GOA7: Quick update

May 20th, 2022

I’m making good progress on GOA7–the book. Barring huge disruptions in the next few weeks–not a safe bet–it should be ready (and the dataset published) in early June. Possibly even very late May, but don’t quote me on that. (Then, after resting for a couple of days, comes the subject book.)

I don’t include political commentary in the book, but not because I don’t have feelings, politics in this case being the politics of OA publishing and funding. So there won’t be any notes on the subversion of the OA vision by Big Publishers, even if the potential revenue from author-side fees did increase by nearly half a billion dollars from 2020 to 2021 (to roughly one and three quarters billion).

And “Big Publishers” is a tricky term in this case: MDPI, not a traditional publisher at all, appears to have taken in around $540 million in 2021–up more than $200 million from 2020 (partly by publishing a lot more articles, partly by a $255 increase in average cost per article). MDPI now publishes more DOAJ-listed OA articles than all of the Holtzbrinck Group (Springer, Nature, Frontiers, BMC).

But the book is, as usual, mostly lots of tables and graphs with limited commentary–describing what is, not what I think it should be.

Enough for now. Back to the book.

GOA7: Preliminary baseline

May 5th, 2022

I believe I’ve now completed the online work for Gold Open Access 2016-2021 (GOA7), to be followed by a day or three of consistency/typo checking, a few days of adding data (persistent DOAJ urls for ongoing work, GOA6 fees and status for comparisons, and various columns of derived data), and several weeks of massaging data and preparing the book. Current hope is mid- to late June for the main book and figshare dataset, a few weeks later for the new “long tail” country book. I’m nearly certain the main book will not be ready in May, and it’s possible that emergencies and problems could push it into July, but “sometime in June” is probable.

So where do things stand, with the understanding that consistency checks may cause numbers to shift very slightly?

Refining Problematic-Journal Coding

Last year, the xm (malware) and xx (unavailable/unworkable) codes included journals with the same problem for two or more years, which were excluded, and those where it was new, which were included.

This year, I refined the coding–adding a few new codes, all of which result in exclusion from the overall study:

  • x2: xm in one year, xx in another. One journal, no 2021 articles.
  • xm2: Malware this year and last. 383 journals (of which 47 come from Brazil, 276 from Indonesia, and 23 from Ukraine), of which DOAJ says 193 had 2021 articles, a total of 5,367 2021 articles.
  • xmi: Malware this year and no articles later than 2019. Nine journals.
  • xo: No longer in DOAJ. 119 journals and problematic in some other way.
  • xx2: unavailable/unworkable this year and last. Twenty journals, two with 2021 articles (22 articles).
  • xxi: unavailable and with no DOAJ-listed articles since 2019. 27 journals.

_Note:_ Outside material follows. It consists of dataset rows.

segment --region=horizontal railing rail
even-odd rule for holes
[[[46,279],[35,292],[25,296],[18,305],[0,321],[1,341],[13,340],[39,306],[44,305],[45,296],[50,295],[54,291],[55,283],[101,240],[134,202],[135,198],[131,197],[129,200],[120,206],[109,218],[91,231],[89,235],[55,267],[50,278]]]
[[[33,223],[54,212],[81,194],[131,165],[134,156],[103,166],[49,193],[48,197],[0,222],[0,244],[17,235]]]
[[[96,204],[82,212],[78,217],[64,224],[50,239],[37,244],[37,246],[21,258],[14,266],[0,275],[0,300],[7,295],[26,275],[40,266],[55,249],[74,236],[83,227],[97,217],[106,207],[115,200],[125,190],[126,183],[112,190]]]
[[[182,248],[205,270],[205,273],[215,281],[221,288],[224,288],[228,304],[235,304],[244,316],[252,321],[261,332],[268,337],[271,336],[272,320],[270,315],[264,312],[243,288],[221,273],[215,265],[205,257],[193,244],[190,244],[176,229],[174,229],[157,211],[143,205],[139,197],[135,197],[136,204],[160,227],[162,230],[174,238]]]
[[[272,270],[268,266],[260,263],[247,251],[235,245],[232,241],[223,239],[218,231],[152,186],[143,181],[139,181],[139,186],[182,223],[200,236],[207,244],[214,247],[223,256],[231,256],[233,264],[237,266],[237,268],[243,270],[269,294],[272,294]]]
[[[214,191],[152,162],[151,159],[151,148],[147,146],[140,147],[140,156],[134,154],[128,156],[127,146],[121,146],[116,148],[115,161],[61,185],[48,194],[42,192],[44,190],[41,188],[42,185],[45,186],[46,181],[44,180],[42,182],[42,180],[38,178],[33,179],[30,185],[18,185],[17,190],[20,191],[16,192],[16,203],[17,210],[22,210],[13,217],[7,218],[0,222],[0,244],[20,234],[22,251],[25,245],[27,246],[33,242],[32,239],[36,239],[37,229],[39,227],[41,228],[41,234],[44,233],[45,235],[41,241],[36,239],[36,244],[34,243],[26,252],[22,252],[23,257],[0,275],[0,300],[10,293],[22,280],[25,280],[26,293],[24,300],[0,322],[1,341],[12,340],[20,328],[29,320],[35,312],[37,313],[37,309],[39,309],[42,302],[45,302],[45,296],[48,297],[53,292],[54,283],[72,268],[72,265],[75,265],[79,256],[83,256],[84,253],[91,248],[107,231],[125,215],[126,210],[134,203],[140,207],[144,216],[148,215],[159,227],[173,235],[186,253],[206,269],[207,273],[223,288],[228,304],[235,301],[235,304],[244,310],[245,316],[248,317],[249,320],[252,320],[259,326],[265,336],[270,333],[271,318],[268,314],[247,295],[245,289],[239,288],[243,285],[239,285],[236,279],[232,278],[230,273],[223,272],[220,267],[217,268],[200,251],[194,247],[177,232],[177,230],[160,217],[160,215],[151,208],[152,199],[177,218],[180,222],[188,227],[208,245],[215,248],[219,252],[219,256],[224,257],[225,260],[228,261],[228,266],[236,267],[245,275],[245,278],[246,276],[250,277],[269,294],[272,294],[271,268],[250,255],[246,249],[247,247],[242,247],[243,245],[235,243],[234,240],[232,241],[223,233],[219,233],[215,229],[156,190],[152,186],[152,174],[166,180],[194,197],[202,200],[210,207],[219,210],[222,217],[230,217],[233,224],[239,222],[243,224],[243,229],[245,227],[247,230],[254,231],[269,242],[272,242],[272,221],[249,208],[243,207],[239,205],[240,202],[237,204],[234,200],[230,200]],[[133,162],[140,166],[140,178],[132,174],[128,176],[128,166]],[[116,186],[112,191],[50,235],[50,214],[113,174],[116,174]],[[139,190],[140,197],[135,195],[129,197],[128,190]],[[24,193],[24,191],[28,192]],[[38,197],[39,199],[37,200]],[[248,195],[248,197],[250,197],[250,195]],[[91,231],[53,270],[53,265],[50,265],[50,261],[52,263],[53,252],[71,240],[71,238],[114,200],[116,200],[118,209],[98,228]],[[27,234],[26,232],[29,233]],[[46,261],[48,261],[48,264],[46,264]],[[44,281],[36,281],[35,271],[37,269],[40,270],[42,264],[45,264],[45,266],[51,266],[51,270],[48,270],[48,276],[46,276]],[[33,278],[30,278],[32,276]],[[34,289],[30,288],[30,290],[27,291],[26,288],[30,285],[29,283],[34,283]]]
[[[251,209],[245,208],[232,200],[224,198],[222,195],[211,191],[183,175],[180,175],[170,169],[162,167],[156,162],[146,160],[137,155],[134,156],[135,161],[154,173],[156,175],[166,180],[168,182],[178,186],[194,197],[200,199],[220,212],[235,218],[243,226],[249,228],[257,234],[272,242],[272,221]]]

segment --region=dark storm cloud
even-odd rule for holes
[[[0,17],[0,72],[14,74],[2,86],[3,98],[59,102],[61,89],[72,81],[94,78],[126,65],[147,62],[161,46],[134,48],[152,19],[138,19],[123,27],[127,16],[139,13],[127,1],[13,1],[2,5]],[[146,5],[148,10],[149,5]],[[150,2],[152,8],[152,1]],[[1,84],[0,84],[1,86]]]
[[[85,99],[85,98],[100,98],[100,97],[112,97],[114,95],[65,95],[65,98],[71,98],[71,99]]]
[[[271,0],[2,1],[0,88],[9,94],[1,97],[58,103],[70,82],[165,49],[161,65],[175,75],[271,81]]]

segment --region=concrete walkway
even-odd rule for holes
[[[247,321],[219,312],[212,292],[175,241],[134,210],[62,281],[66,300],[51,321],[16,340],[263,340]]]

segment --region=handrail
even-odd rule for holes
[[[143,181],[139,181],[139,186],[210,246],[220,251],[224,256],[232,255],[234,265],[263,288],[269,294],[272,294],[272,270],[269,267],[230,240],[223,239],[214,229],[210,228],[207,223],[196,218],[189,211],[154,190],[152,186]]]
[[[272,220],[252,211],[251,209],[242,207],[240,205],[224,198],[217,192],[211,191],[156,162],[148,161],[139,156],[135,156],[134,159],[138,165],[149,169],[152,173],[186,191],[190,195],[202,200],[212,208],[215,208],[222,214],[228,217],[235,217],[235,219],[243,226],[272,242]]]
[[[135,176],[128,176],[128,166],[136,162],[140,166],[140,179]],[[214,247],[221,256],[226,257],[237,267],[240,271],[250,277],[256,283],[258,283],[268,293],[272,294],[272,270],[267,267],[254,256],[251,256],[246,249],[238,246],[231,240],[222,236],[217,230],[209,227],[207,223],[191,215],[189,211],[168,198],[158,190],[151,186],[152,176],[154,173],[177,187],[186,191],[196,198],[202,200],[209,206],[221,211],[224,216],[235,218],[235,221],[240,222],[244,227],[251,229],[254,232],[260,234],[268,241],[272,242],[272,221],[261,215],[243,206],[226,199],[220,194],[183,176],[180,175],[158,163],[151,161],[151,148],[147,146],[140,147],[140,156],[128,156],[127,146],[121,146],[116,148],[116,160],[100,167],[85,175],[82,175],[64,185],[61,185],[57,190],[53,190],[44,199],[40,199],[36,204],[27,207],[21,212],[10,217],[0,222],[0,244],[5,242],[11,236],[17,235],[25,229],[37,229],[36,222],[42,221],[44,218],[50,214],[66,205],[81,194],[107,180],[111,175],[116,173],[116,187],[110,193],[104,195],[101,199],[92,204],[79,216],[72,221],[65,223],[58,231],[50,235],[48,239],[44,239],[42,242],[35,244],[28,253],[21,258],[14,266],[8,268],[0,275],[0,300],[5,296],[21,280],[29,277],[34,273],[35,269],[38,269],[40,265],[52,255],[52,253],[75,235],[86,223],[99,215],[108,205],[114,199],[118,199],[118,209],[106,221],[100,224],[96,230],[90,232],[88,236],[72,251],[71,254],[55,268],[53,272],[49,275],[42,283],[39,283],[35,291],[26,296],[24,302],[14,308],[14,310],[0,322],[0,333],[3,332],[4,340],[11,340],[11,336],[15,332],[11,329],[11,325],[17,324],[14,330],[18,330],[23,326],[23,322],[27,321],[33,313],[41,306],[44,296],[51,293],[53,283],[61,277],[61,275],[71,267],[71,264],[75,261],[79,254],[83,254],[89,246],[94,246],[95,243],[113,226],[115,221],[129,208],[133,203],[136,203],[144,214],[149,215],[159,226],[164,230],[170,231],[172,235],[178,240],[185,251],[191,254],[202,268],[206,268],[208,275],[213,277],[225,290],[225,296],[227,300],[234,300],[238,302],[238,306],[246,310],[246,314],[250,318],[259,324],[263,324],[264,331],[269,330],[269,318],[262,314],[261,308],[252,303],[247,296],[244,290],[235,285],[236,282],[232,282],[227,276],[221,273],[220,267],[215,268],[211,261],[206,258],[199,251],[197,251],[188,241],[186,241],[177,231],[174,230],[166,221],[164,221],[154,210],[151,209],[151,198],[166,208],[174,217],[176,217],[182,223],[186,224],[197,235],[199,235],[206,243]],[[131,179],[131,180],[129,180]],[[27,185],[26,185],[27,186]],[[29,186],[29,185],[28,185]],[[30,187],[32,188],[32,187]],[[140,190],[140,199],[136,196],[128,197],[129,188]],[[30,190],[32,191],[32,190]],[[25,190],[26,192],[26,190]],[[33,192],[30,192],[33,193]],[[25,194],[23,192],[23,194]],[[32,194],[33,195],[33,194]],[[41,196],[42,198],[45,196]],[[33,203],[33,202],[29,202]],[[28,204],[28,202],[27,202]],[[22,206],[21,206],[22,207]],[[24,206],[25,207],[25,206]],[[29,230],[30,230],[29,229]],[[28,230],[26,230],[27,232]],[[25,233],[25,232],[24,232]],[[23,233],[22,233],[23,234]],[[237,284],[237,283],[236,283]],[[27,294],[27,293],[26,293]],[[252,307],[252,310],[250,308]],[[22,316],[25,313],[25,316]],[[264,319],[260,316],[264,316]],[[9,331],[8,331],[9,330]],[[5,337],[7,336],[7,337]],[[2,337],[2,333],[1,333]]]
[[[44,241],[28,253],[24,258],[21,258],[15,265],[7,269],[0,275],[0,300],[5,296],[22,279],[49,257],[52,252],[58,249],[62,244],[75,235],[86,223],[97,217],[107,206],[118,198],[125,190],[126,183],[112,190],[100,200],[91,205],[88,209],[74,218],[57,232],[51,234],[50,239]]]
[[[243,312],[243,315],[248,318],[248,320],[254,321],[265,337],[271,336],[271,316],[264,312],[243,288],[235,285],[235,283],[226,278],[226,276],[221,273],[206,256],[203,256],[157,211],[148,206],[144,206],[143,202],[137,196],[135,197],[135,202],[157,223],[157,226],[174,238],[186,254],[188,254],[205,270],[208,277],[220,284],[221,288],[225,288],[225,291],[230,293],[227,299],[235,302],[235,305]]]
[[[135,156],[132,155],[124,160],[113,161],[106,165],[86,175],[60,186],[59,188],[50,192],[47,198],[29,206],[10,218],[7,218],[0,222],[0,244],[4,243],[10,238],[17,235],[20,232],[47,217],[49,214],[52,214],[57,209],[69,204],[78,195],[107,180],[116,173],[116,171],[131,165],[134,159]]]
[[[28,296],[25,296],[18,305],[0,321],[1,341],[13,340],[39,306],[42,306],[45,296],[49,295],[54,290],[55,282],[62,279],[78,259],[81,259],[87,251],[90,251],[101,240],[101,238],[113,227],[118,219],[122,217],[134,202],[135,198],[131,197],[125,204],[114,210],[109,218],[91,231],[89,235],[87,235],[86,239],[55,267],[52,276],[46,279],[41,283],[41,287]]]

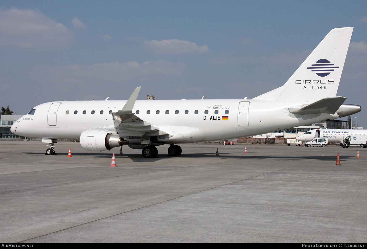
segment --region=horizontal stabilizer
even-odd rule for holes
[[[334,114],[346,99],[344,97],[328,97],[312,104],[289,112],[293,114],[305,115],[315,113]]]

So the excluded page in the eventual Figshare spreadsheet will include 658 journals (including 89 xd and 10 non-OA journals)–about 160 more than last year, but 119 of those are no longer in DOAJ, so this is actually an improvement.

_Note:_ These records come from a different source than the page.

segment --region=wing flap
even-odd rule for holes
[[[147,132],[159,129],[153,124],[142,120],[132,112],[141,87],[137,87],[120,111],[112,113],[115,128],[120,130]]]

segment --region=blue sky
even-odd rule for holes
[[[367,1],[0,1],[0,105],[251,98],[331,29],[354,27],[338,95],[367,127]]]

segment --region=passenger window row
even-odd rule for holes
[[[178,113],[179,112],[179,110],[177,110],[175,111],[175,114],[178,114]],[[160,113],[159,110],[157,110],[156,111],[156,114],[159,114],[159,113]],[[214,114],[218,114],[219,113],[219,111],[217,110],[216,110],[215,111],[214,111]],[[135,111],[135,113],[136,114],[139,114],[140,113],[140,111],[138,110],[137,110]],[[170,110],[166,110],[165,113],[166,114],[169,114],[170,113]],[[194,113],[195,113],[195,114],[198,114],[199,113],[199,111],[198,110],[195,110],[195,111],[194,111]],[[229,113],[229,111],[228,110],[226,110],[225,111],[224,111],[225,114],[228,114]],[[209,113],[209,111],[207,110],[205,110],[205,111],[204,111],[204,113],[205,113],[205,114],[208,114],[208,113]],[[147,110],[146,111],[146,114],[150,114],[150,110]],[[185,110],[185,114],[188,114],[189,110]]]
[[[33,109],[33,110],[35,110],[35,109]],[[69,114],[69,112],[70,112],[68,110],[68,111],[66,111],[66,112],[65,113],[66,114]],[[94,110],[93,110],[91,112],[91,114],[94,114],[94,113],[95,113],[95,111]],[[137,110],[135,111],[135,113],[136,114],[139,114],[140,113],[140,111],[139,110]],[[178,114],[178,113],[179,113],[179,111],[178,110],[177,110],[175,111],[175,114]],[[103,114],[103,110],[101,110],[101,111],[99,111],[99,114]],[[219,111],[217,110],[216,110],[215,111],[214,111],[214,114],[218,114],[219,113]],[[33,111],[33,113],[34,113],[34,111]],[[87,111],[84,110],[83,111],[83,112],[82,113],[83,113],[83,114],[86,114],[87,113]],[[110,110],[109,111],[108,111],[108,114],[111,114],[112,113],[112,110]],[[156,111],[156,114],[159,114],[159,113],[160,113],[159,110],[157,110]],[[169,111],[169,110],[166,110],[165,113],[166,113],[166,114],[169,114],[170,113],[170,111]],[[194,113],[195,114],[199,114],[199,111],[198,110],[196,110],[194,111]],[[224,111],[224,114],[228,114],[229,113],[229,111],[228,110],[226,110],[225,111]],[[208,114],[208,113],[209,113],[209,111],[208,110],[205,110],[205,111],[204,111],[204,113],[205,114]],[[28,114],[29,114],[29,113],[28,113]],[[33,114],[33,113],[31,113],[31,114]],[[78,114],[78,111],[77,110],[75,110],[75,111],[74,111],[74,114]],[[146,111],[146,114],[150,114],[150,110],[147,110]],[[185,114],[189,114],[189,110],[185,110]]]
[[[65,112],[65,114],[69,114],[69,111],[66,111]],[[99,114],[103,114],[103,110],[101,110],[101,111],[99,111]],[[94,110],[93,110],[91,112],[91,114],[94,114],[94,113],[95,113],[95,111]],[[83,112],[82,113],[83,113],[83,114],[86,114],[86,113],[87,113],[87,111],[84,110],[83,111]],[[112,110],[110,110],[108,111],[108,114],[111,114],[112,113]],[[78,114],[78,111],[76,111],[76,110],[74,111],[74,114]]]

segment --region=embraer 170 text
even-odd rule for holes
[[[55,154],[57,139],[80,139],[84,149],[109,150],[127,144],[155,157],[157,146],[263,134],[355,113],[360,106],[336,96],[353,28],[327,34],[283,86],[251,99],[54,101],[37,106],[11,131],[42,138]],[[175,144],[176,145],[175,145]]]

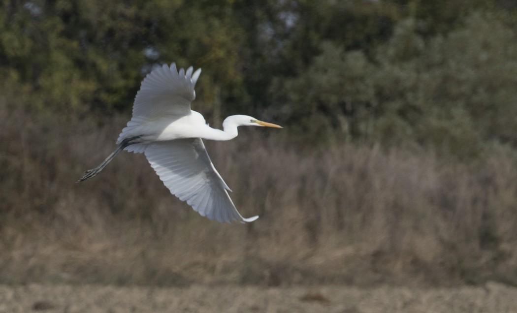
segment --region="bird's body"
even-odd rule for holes
[[[135,98],[133,116],[117,140],[117,149],[78,181],[96,176],[122,150],[144,153],[171,192],[202,215],[219,222],[258,218],[245,218],[237,211],[202,139],[230,140],[237,136],[240,126],[281,127],[247,115],[228,117],[223,130],[208,126],[203,115],[190,109],[200,73],[201,69],[193,73],[191,67],[178,72],[173,63],[148,74]]]

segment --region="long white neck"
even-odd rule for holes
[[[207,129],[203,134],[202,138],[217,140],[230,140],[235,138],[238,134],[237,128],[241,124],[235,120],[234,117],[236,116],[238,116],[232,115],[224,119],[223,121],[223,130],[207,126]]]

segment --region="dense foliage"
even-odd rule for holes
[[[39,109],[112,114],[130,109],[154,65],[176,61],[203,68],[194,106],[216,124],[242,113],[322,143],[476,154],[517,142],[514,10],[495,0],[6,1],[0,79]]]

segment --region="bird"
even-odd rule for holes
[[[201,69],[178,71],[175,63],[158,66],[147,74],[135,97],[132,116],[116,141],[117,147],[97,167],[84,172],[77,182],[97,176],[123,150],[145,155],[171,193],[203,216],[219,222],[245,223],[258,216],[243,217],[210,159],[203,139],[227,140],[239,126],[282,128],[248,115],[232,115],[223,130],[212,128],[203,115],[191,109],[194,87]]]

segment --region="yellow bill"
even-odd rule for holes
[[[267,122],[263,122],[262,121],[257,121],[257,124],[258,124],[261,126],[266,126],[267,127],[274,127],[275,128],[283,128],[280,125],[277,125],[276,124],[273,124],[272,123],[268,123]]]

The most encouraging thing is that there are relatively few new malware cases: 142 in all, compared to 260 last year. Of the 142, 96 are from Indonesia; no other country has more than five. There are slightly more unavailable/unworkable cases (90 compared to 75), but that’s not bad.

The Baseline

Subject to small further refinement, here’s what I see, by code:

Journals 2021 content 2021 articles
a 15,305 14,876 1,242,250
bi 391
bx 699 666 29,096
xm 142 85 2,600
xx 90 16 1,124
Total 16,627 15,643 1,275,070

Again, subject to refinement…but probably not major changes. Compares to last year’s 15,128 fully analyzed journals and 1,061,256 2020 articles.

GOA7 Pass 2: Updating

April 22nd, 2022

I’ll add to this post as I progress through Pass 2…

April 22: Parts 1 and 2

Part 1 (adding possible 2021 articles to journals that had none) and Part 2 (adding later 2021 issues to journals that seemed as though they should have more) have both been completed, adding around 3,500 2021 articles and increasing the count of journals with 2021 articles by around 100.

The key numbers now, excluding Parts 3 and 4 of Pass 2, are:

Journals that won’t be scanned further: 14,472.

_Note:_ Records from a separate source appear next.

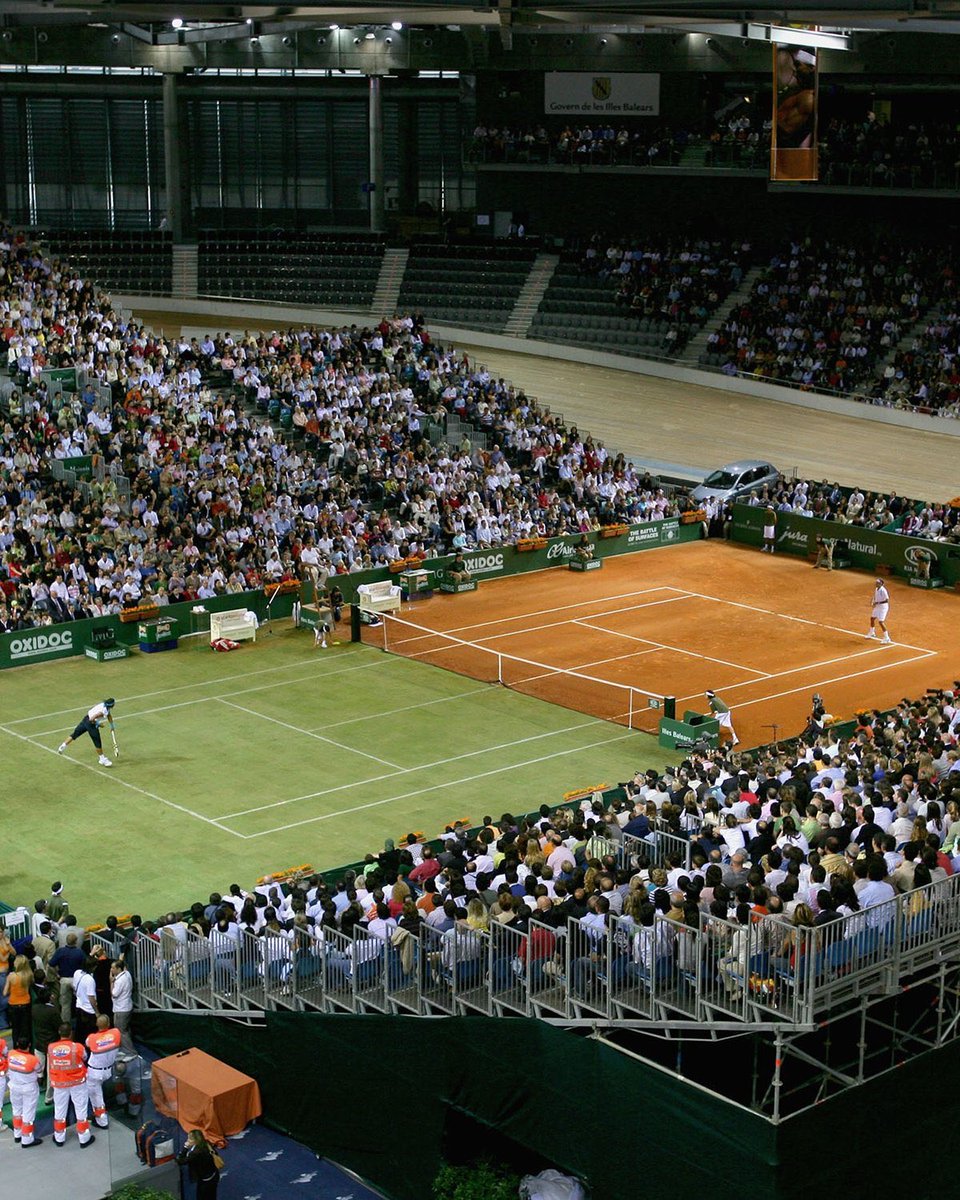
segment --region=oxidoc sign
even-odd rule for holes
[[[548,71],[544,112],[580,116],[659,116],[660,76],[635,71]]]

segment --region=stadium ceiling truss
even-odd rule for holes
[[[178,26],[174,28],[174,22]],[[144,46],[185,46],[258,38],[286,40],[299,34],[361,26],[388,29],[392,23],[419,30],[476,30],[498,35],[509,47],[515,30],[569,37],[601,32],[624,36],[698,32],[742,40],[770,40],[770,25],[817,25],[840,35],[864,32],[960,32],[960,0],[911,4],[908,0],[793,0],[788,6],[757,0],[749,10],[732,0],[462,0],[432,4],[400,0],[376,5],[344,0],[330,5],[228,5],[222,0],[0,0],[0,37],[32,30],[53,36],[68,26]]]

Journals with 2021 articles: 14,675

2021 articles: 1,233,706.

April 22 (2): Journals removed

I reconsidered when journals no longer in DOAJ should be removed, doing this for Part 3 and Part 4 just now. (I went back to June 2021 for removal dates, but in fact all journals removed were done in 2022.)

In all, 62 journals were removed from Part 3 (xx), leaving 1,044 to be rechecked, and 15 were removed from Part 4 (xm), leaving 659 to be rechecked. These 77 journals–marked “xo”–will not be included in the study, although they may be included in one table in Chapter 2 (Exclusions and Special Cases).

April 30: Part 3 complete

The 1,044 xx journals have been rechecked, with reasonably good success. Although there were 312 more cases than in last year’s scan, the number that couldn’t be resolved only increased from 126 to 147. Of the remainder, 177 were fine when retested (which usually means temporary server problems); 41 were either fine or found on an alternate path but hadn’t published since 2019; 651 were found and counted using alternative routes; 10 were dead/duplicates; three aren’t OA journals (two now require login); and 35 were no longer in DOAJ. This was a “lumpy” pass: 223 xx cases came from Sciendo, 80 arose from the DergiPark move from .gov to .org, and 55 came from SciELO instances where URLs hadn’t been updated.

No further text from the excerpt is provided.